There are many methods to deburr or to create a chamfer on toothed metal parts. In deburring, a common technique comprises positioning a blade at the edge of the gear while it rotates. The pre-existing burrs are removed by this blade with a scraping action. Processes like these are usually very fast but offer little chance of creating a specific chamfer on the edge of the tooth. The requirements for positioning a deburring blade are lower than in a true cutting process because of the rather simple blade alignment at the outside of the part.
Generally, chamfering methods can be divided into contactless and contacting categories. Contactless processes include thermal energy machining (TEM) and electro chemical machining (ECM). Contacting processes include chamfering with brushes, files, grinders, cutters (including hobbing tools, end mills and disk cutters with cutting inserts), water jet cutters and hydro erosive grinding (HEG). Currently, the most common methods in the gear cutting industry, however, are chamfering with cutters and deburring with deburring blades as discussed further below.

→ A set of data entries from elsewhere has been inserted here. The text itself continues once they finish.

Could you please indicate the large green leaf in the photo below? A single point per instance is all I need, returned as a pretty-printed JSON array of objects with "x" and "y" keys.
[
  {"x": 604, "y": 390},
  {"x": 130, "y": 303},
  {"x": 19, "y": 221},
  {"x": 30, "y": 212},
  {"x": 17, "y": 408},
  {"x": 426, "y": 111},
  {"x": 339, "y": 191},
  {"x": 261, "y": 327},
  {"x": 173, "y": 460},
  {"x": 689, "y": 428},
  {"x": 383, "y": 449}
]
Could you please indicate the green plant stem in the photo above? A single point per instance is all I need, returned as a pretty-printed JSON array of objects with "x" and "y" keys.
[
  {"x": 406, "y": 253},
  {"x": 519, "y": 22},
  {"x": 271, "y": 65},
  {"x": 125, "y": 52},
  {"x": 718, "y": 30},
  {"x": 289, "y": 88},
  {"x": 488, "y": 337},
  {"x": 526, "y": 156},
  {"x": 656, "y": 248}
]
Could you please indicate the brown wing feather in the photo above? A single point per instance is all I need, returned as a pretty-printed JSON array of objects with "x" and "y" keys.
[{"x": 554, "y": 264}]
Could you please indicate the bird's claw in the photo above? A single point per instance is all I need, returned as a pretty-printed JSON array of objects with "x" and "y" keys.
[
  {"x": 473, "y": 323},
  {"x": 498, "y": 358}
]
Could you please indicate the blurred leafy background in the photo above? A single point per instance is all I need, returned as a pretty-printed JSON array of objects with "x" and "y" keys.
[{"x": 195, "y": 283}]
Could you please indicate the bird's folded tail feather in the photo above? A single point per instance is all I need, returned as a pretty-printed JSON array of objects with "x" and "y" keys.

One example of chamfering utilizing a disk cutter is shown in U.S. Pat. No. 7,794,186 wherein the chamfering device is mounted to the column of a gear cutting machine (e.g. machines as shown in U.S. Pat. No. 6,669,415 or 6,712,566) and uses the X and Y motions of the machine for positioning the disk cutter to the tooth flank. Additionally the chamfering device has a pivot axis which offers an angular adjustment. The setup of the chamfering unit is done by the machine operator in a teach mode. That means that the operator aligns the cutter blade manually to the flank of the part in two or three points and the machine calculates a linear path between them. The manual setup is very delicate and the resulting chamfer can be different for each operator depending on his skills. In the actual chamfering cycle the chamfer unit is lowered some distance, e.g. about 6 inches (152 mm), compared to its home position during the primary gear cutting cycle to prevent interferences. Alternatively, a computer-controlled five-axis chamfering unit may be located on the machine column. The setup of such a unit is also done by the machine operator in a teach mode.
Another chamfering arrangement, such as shown in WO 2011/038201, includes a chamfering unit comprising six independent axes all under computer (e.g. CNC) control wherein the unit is positioned adjacent a separate auxiliary spindle and a cut work piece is transferred from the work spindle of the machine to the auxiliary spindle for chamfering. With so many degrees of freedom, a teaching mode for the chamfering may place an undue burden on the operator.
An object of the present invention is to provide a method of chamfering that is essentially automatic and can be performed without a teaching step.